Enfim, foi fazendo esse dever de casa que ninguém passou para provar algo que eu já era para ninguém específico, que decidi baixar e assistir 12 Homens e Uma Sentença. Eu estava cumprindo um checklist criado por mim mesmo, não esperava gostar do filme, afinal, era a história de 12 homens conversando por uma hora e meia, sem mudanças de cenário, nada atraente para a mente adolescente. Era simplesmente uma barreira que eu precisava superar. Com isso em mente, dei play no filme.

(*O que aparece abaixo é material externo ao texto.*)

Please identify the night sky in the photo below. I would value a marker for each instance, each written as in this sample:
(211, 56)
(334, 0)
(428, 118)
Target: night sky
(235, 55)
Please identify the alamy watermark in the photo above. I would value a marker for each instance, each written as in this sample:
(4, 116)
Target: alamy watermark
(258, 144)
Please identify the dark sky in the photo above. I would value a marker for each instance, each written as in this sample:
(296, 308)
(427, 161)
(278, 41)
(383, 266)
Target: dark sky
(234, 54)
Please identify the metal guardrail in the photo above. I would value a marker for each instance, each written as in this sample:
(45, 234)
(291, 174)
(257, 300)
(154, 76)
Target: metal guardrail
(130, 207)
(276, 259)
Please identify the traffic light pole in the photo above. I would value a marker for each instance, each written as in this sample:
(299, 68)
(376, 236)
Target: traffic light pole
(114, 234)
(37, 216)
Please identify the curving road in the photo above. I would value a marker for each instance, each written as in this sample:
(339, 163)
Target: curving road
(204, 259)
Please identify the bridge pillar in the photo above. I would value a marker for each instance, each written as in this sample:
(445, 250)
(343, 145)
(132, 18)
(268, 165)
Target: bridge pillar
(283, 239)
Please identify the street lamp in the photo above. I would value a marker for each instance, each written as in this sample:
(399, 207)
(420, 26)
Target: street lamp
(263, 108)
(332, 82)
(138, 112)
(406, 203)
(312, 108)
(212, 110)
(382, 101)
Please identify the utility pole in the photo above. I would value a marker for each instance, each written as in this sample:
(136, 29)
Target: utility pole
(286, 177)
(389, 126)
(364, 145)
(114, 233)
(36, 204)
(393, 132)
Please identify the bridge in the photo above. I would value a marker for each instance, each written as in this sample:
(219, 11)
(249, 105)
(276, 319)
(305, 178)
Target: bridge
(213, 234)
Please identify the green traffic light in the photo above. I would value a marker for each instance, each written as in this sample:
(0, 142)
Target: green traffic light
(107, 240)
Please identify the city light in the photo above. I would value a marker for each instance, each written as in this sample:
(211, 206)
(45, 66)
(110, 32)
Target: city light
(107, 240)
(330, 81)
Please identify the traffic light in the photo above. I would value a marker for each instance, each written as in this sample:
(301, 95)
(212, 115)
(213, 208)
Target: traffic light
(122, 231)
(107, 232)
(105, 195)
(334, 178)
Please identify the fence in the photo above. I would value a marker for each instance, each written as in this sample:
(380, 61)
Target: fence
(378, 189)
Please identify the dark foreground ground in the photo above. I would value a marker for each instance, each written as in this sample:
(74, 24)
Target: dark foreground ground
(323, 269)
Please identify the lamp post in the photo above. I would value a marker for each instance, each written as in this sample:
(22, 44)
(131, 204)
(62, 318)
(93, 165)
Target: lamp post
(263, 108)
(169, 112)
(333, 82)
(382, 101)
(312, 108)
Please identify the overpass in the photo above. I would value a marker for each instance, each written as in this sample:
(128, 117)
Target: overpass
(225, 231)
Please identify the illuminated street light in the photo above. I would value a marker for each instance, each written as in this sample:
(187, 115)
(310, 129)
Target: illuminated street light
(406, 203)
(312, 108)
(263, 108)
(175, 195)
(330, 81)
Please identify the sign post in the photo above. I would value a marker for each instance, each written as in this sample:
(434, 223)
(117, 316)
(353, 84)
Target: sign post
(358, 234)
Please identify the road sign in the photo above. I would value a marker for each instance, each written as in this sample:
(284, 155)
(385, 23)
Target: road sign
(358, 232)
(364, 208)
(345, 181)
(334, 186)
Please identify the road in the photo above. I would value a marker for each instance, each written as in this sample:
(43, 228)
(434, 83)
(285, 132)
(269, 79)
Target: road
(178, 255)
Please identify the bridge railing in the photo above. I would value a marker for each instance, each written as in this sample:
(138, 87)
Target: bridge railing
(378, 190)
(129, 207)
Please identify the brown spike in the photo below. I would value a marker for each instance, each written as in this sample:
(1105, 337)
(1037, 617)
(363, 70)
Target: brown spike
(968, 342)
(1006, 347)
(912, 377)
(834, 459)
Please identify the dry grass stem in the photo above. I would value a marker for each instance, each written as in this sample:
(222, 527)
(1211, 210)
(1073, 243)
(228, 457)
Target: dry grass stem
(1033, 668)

Se alguém estivesse me observando naquela noite sem saber o que eu estava vendo na televisão, acharia que se tratava de um jovem torcendo enquanto assistia à uma partida de futebol. Eu vibrava com o filme, ficava de pé em frente à televisão, olhos vidrados e brilhantes, acompanhando a tensa deliberação que iria decidir a vida de um jovem. Cada voto virado pelo personagem de Henry Fonda era como um gol marcado, meu coração ribombava no peito e eu estava suando, como se estivesse naquela mesma sala abafada do júri.
Lembro de perceber que algo estava acontecendo comigo, a frase “como assim eu estou adorando esse filme?” cruzava minha cabeça, e foi ali que percebi que cinema é muito mais do que brutamontes carregando armas gigantes e monstros grotescos. Mas o mais importante foi que, a partir dali, gostar de cinema deixou de ser uma questão de performance, mas de um interesse genuíno pela arte, de deixar minha curiosidade solta para apreciar coisas que, geralmente, não estão no meu radar.
Foi um sentimento tão claro e límpido que, sendo sincero, fico até emocionado lembrando e, paradoxalmente, me impediu de rever o filme até recentemente. Minha memória da narrativa é muito clara, mas o obstáculo maior foi justamente o tamanho do impacto inicial. Uma revisão fatalmente daria uma impressão reduzida da obra.
Bom, foi o que aconteceu. Para escrever esse texto, decidi rever o filme, mais de 10 anos depois do primeiro encontro. Os batimentos do coração ficaram normais, deitado na minha cama, com a ocasional pausa para ir ao banheiro.
Claro, ainda é um bom filme, e nesse segundo contato, acho que pude perceber melhor os elementos que me deixaram tão extasiado. É uma obra muito simples e clara, com suas viradas e mudanças bem demarcadas — cada argumento vencido é acompanhado de um close no rosto do perdedor — e os dilemas encarados são atemporais, com personagens abrangentes o bastante para se tornarem símbolos de algo, mas mantendo também certa personalidade.
Assumo que, passado mais de uma década, 12 Homens e Uma Sentença também não é mais exatamente o tipo de obra que me instiga enquanto crítico e roteirista. Contudo, fica a memória daquela noite, daquela emoção, que pauta toda minha relação com o cinema e com a crítica.
Existe aquela concepção genérica do crítico como uma figura chata, e admito que também gosto de alimentar essa imagem entre meus amigos, afinal, eu sou insuportável. Mas é a busca por esse momento tão apaixonante que me move. Encontrar outro filme que me transforme em um adolescente encantando por close mais uma vez e agora com a responsabilidade de traduzir essa sensação para quem me lê. Não sei se já consegui isso em algum momento ou se irei conseguir, mas jamais deixarei de tentar.